That's when I know I'm seeing rock & roll doing what it's meant to do: when the singer is telling the audience's story.

Monday
May212012

Deliver Us From Nowhere

This play is a haunted "album" of one-acts that brilliantly and originally adapts each song on Bruce Springsteen's 1980 "Nebraska" album, in the same sequence as on the album.  If you know the album, these stories already haunt your consciousness.  They take place on lonely, dark, deserted stretches of road: a "nowhere."  The people in the songs seem to exist in a void.  They're full of dread as they hurtle down the highway, fleeing their demons, with only the glow of the dashboard light to keep darkness from swallowing them up.  

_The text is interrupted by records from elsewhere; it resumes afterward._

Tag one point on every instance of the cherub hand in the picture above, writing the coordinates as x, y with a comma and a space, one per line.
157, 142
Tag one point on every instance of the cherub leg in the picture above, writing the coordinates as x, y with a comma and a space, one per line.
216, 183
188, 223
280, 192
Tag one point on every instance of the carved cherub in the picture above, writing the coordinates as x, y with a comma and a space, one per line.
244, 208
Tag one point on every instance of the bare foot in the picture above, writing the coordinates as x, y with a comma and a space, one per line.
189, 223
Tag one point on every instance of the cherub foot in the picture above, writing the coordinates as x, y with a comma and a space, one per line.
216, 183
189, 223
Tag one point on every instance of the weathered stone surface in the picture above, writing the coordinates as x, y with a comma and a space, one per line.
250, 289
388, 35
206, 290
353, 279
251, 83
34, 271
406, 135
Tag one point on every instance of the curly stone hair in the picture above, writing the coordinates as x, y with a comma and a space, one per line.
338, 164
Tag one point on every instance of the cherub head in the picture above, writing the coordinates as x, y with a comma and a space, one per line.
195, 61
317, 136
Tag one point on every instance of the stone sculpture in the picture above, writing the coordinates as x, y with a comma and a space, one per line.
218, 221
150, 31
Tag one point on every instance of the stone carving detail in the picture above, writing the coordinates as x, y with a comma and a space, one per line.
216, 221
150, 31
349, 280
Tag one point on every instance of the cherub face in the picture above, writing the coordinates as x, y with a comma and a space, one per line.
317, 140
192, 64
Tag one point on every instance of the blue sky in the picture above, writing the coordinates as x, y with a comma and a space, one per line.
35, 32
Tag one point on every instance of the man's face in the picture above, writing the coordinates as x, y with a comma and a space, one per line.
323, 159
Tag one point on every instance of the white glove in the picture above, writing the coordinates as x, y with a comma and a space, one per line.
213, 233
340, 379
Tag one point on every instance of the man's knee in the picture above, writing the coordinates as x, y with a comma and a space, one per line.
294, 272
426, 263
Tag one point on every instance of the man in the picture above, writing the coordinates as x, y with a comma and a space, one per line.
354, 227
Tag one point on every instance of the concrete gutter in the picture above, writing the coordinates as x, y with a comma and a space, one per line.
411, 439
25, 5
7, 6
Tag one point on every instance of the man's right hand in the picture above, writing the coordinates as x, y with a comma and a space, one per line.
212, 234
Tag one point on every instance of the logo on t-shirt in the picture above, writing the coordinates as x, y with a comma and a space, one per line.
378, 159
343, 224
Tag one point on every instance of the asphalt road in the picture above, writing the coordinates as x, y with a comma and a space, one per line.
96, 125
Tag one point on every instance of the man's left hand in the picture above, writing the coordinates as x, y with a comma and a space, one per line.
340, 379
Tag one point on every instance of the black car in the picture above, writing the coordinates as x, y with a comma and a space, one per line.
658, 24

The "Nebraska" record is so cinematic; it creates movies in your head.  And now they're created plays in the heads of these playwrights.  These plays play with the songs, coming at them at oblique angles.  The effect is to cross "Nebraska" with David Lynch and "The Twilight Zone."   It's a fascinating example example of the creative process: taking the art that inspires you and making your own thing out of it.

Bob Fisher's "Johnny 99" imagines what would happen if Johnny and his frantic, unstable girlfriend kidnapped Mean Judge Brown, who sentenced him to "99 and a day."  Johnny's in the pokey, cajoling his girl via cell phone to exact revenge.  It's comic where the original was chilling, Springsteen via "Creepshow" or Tarantino.  The judge's voice is unforgetable, resounding through the small space. The actor who played Johnny gave my favorite performance.

"Everything dies, baby that's a fact/But maybe everything that dies, someday comes back."  Bruce's line was inspired by the movie "Atlantic City."  So here we have a movie inspiring a song which inspired a play.  Thus, the creative process.  A man crouches over a corpse in a black cocktail dress while a woman in her underwear sits far away.  It's a mix of memory and reverie, vision and dream.  And horror--the woman looks like a zombie.   The zombie woman strips to her underwear, the woman in her underwear slips into the cocktail dress.  They're the same woman, and yet they're not.   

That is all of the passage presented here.